Parlava milanese, da ragazzo. E certo, era nato a Milano. Era un figlio di papà e giocava a fare il rivoluzionario. La sua poesia si concretava esclusivamente nel fatto che dietro le code di rondine immaginava fionde per spaccare parabrezza. Vestiva militare e non sapeva che Susanna Agnelli vestiva alla marinara. Del resto non gli è mai importato. Aveva in mente la politica, quell'arte sottile e sublime dell'intercettare i disagi della gente ed elevarli a programma politico. Così, senza mediazioni. Intanto si prendono i voti, poi si pensa.
Il padre avrebbe voluto per lui una grande carriera in un'azienda, ma lui non ce la fece mai. Aveva programmi più ambiziosi. Che sono quei programmi che competono a chi non ce la fa a diventare direttore d'azienda e pensa a come fare a diventare più importante di un direttore d'azienda senza averne le competenze. Giocoforza non poteva che fare il politico. Il politico non deve studiare i documenti, non deve approfondire. Ci devono pensare gli altri. Il politico deve aizzare la folla, costruire patiboli immaginari, sparpagliare in giro spettri e paure e poi, da bravo pescatore, passare con le reti e raccogliere i voti. Il politico deve parlare alle folle convincendole convincendo se stesso che quel che dice è giusto e sensato. E alla fine lo è. Un vero politico diventa seguace delle sue parole, delle sue bugie. A furia di mentire le sue bugie diventano verità, per sé e per gli altri.

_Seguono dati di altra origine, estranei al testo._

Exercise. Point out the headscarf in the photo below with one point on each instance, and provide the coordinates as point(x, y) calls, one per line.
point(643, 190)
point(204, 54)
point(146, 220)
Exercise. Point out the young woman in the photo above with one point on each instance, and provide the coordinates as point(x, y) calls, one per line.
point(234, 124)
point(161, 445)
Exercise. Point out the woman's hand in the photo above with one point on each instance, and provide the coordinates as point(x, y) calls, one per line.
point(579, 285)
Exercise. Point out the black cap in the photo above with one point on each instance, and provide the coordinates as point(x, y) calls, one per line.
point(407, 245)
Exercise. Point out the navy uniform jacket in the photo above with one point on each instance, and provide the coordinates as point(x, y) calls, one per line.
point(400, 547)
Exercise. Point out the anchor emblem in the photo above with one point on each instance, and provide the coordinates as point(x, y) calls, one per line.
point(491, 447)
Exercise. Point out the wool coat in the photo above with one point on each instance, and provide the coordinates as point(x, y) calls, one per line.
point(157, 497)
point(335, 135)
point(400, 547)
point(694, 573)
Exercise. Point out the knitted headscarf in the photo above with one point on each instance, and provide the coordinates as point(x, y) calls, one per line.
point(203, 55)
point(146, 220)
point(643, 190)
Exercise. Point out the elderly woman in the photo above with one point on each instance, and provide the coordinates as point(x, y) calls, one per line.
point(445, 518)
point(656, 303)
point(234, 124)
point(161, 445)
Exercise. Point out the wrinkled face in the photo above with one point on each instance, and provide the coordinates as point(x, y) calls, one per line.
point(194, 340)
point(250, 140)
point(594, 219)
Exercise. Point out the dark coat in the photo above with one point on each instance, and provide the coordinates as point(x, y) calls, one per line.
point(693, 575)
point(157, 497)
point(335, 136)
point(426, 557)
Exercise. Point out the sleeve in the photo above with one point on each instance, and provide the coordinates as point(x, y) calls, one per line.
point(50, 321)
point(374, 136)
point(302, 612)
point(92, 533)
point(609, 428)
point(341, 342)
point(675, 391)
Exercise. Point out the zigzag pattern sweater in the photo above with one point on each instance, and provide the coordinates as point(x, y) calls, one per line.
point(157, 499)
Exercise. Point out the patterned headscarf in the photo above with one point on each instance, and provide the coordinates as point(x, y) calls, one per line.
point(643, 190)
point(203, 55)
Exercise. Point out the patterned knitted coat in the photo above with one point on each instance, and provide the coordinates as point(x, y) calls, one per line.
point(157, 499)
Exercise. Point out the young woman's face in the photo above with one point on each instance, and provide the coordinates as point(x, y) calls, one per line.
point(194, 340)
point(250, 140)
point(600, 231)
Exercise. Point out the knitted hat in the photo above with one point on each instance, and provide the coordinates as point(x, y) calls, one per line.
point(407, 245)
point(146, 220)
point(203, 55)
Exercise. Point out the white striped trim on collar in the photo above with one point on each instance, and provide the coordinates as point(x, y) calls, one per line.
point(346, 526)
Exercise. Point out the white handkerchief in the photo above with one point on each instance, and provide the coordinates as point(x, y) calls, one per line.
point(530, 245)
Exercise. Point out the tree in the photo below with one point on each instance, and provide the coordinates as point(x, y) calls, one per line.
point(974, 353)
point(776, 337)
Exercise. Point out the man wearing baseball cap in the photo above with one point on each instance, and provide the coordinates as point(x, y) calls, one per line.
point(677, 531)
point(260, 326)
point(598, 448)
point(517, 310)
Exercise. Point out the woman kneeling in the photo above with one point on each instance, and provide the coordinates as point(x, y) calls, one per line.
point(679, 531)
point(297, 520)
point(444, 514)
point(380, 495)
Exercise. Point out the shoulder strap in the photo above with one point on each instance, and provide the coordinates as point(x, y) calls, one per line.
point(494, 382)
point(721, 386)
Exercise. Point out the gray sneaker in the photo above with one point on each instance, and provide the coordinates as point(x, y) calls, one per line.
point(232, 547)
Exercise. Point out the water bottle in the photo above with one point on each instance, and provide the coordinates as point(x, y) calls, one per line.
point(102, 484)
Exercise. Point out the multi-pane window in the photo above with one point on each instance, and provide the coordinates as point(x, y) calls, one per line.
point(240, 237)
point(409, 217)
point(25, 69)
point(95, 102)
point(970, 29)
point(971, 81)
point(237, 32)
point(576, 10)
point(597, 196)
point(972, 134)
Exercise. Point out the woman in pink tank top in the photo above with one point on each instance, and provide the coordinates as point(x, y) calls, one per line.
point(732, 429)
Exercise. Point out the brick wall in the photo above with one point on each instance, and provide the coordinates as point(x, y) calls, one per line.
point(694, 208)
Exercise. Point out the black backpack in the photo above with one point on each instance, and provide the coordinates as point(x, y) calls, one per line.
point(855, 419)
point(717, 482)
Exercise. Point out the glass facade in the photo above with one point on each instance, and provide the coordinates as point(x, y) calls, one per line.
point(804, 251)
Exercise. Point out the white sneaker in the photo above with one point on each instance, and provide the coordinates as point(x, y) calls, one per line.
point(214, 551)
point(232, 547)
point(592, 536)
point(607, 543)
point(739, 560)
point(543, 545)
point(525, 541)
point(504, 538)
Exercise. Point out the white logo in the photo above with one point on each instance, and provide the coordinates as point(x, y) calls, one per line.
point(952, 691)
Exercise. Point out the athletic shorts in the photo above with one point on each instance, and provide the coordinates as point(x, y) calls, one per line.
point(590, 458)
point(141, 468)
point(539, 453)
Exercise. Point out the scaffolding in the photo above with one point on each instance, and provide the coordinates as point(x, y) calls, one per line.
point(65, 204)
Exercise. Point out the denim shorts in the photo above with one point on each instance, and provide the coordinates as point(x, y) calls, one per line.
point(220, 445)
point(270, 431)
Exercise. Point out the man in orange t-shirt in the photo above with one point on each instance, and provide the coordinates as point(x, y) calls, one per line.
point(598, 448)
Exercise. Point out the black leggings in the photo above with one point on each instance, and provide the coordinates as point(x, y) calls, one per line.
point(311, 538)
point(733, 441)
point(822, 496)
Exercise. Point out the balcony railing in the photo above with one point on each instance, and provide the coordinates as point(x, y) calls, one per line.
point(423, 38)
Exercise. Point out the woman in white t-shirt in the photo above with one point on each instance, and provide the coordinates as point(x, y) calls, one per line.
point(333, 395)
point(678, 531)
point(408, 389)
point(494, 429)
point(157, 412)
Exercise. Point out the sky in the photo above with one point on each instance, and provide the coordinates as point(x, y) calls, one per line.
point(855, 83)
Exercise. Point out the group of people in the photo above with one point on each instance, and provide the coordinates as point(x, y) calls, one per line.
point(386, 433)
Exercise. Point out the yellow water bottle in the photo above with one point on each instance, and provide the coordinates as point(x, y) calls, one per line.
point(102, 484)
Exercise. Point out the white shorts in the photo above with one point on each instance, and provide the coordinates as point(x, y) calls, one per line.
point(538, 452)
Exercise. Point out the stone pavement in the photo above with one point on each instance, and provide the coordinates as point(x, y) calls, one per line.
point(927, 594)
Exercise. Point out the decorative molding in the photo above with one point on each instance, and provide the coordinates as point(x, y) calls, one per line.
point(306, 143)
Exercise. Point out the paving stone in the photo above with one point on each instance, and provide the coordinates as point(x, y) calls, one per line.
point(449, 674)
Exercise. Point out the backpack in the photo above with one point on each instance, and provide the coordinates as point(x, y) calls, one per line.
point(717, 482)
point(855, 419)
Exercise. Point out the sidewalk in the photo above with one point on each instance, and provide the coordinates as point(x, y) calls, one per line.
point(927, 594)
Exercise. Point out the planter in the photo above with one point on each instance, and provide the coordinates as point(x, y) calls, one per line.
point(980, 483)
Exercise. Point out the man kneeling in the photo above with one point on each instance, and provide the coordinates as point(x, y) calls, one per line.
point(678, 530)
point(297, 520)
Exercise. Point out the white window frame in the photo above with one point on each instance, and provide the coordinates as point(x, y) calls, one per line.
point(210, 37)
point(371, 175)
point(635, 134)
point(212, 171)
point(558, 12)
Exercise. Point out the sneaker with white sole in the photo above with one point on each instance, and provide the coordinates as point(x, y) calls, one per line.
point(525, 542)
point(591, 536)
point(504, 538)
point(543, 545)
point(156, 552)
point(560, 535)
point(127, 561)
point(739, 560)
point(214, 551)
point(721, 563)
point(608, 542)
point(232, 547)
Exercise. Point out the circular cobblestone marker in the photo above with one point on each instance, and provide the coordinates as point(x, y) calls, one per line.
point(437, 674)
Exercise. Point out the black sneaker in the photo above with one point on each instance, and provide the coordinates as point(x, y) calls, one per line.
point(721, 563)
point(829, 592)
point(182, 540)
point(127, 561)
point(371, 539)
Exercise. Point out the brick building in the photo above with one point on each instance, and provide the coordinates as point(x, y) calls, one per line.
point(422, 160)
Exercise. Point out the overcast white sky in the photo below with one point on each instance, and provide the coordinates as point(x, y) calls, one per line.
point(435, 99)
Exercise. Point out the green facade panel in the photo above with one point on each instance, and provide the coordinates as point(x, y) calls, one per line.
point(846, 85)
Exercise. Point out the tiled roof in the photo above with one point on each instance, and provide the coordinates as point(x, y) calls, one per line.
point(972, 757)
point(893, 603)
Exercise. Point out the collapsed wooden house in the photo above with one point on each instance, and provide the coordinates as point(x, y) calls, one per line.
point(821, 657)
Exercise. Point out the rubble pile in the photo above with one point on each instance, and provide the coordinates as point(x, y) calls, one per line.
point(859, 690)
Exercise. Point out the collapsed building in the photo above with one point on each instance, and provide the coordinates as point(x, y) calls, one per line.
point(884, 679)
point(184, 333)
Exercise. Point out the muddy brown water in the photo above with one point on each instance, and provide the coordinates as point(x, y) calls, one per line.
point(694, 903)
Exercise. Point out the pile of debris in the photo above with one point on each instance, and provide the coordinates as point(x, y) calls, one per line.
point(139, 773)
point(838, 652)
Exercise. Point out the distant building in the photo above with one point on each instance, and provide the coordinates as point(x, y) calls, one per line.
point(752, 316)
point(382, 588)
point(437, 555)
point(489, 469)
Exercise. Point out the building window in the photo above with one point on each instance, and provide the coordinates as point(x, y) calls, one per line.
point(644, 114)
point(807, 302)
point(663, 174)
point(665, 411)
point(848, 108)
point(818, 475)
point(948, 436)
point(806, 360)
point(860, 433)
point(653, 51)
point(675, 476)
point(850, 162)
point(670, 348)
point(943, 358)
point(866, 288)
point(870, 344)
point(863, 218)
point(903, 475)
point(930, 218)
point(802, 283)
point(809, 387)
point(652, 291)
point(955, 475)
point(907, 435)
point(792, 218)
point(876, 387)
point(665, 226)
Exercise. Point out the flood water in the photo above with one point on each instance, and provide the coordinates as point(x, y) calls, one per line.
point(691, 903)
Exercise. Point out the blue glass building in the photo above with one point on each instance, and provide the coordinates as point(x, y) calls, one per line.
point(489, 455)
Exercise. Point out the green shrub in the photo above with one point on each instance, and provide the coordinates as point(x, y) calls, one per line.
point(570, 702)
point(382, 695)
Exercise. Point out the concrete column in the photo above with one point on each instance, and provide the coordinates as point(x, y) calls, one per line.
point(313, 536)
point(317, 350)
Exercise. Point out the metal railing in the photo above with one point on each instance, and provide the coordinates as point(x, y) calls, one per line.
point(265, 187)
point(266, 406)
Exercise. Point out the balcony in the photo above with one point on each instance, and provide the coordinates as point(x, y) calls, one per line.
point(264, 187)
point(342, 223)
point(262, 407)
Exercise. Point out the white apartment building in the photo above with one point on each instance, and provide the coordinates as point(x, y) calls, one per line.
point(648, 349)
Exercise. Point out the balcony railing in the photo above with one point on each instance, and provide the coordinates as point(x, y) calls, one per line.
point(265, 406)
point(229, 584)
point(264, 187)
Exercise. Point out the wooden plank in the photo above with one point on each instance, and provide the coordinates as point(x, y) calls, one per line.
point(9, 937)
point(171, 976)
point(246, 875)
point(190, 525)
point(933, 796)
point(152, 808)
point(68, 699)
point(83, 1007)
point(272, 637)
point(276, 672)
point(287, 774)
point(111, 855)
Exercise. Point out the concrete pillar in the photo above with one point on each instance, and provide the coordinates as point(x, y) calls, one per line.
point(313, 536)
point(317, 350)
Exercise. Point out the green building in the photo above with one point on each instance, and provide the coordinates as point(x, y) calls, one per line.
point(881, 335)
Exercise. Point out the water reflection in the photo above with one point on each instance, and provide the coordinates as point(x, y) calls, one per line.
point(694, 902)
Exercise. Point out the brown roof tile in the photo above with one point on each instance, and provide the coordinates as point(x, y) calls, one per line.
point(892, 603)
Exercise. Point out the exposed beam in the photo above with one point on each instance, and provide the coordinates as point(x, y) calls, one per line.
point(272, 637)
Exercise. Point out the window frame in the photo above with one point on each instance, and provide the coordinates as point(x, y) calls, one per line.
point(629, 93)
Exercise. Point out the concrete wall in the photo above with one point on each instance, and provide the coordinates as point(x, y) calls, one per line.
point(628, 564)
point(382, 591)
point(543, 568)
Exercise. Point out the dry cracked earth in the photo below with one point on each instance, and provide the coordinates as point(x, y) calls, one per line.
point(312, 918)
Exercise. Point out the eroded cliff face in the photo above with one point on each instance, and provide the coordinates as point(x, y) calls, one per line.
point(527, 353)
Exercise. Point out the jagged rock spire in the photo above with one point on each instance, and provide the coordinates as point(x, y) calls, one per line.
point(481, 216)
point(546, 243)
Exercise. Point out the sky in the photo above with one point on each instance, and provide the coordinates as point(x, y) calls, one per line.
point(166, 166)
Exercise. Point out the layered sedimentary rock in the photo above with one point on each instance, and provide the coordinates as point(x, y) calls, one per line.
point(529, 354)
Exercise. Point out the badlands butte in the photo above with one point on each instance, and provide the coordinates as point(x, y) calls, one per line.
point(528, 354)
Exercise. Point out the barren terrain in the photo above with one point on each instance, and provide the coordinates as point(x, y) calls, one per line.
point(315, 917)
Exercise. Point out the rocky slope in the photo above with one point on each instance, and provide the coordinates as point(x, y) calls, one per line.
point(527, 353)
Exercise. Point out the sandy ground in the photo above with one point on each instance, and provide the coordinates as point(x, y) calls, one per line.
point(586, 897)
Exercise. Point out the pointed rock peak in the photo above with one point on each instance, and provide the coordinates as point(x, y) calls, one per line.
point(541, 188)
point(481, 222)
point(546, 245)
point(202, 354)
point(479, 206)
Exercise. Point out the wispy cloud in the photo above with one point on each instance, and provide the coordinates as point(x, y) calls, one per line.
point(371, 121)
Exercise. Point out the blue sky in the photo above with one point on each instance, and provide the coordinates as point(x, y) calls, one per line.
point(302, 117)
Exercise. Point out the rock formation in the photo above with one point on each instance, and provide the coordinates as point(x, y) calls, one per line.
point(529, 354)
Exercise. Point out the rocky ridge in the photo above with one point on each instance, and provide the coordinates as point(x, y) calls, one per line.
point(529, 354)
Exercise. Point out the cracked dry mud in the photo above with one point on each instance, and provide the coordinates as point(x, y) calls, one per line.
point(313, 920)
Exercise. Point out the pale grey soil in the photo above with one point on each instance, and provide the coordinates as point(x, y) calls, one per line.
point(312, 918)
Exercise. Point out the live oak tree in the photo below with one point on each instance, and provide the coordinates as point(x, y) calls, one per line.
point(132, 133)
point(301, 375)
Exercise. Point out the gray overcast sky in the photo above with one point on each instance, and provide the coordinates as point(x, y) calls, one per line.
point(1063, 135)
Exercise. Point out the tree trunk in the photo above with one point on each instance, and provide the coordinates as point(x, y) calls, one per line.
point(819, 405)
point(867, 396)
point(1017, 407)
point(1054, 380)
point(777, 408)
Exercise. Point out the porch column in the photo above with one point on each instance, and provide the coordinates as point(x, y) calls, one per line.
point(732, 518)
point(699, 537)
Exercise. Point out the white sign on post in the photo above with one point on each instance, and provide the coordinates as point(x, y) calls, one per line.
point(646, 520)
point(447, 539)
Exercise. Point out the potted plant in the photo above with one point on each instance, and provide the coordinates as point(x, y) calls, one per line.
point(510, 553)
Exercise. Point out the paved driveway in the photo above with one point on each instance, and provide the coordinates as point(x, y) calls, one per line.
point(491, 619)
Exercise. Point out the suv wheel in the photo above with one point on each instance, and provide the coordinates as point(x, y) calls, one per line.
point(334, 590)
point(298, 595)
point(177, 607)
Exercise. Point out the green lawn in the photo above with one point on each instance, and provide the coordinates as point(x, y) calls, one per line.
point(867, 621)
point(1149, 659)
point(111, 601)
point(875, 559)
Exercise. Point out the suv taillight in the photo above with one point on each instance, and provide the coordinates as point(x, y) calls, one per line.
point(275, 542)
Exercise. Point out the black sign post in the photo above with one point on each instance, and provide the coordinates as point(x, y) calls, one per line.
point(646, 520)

All'inizio per prendere i voti del nord dovette parlar male di quelli del sud. Ma poi si accorse che solo con i voti di quelli del nord non avrebbe mai potuto diventare il padrone del paese, il padrone di un paese dove avrebbe potuto contare più di un direttore d'azienda. Quindi si doveva trovare qualcun altro di cui parlare male , tanto da accomunare nell'odio quelli del nord e quelli del sud, per portare anche quelli del sud dalla sua parte: gli stranieri. Sì, certo, un capro espiatorio perfetto: portano via lavoro, sono dotati e quindi appetiti da casalinghe stanche di mariti stressati dal lavoro. Lavorano per meno soldi e creano una concorrenza sleale. Il fatto che se si rompeva un cesso gli italiani chiamassero uno straniero e lo pagassero meno di un italiano in nero e che la maggior parte degli stranieri pagassero  le tasse e contribuissero a sostenere le pensioni di un paese che non faceva più figli e rischiava di restare senza pensioni pagate non poteva rappresentare un problema, perché di questo gli italiani si dimenticavano nel momento in cui qualcuno di questi stranieri-e diamine saranno mica tutti santi, rapinava o violentava. Su dieci rapine 9 erano di italiani 1 di uno straniero. Ma di quale rapina parlavano i tg? Di quella dello straniero...come dicevano quelli di quel certo movimento? Uno vale uno, mi pare. E poi se non c'era più un nemico contro cui coalizzarsi, la faccenda dei voti andava a farsi benedire.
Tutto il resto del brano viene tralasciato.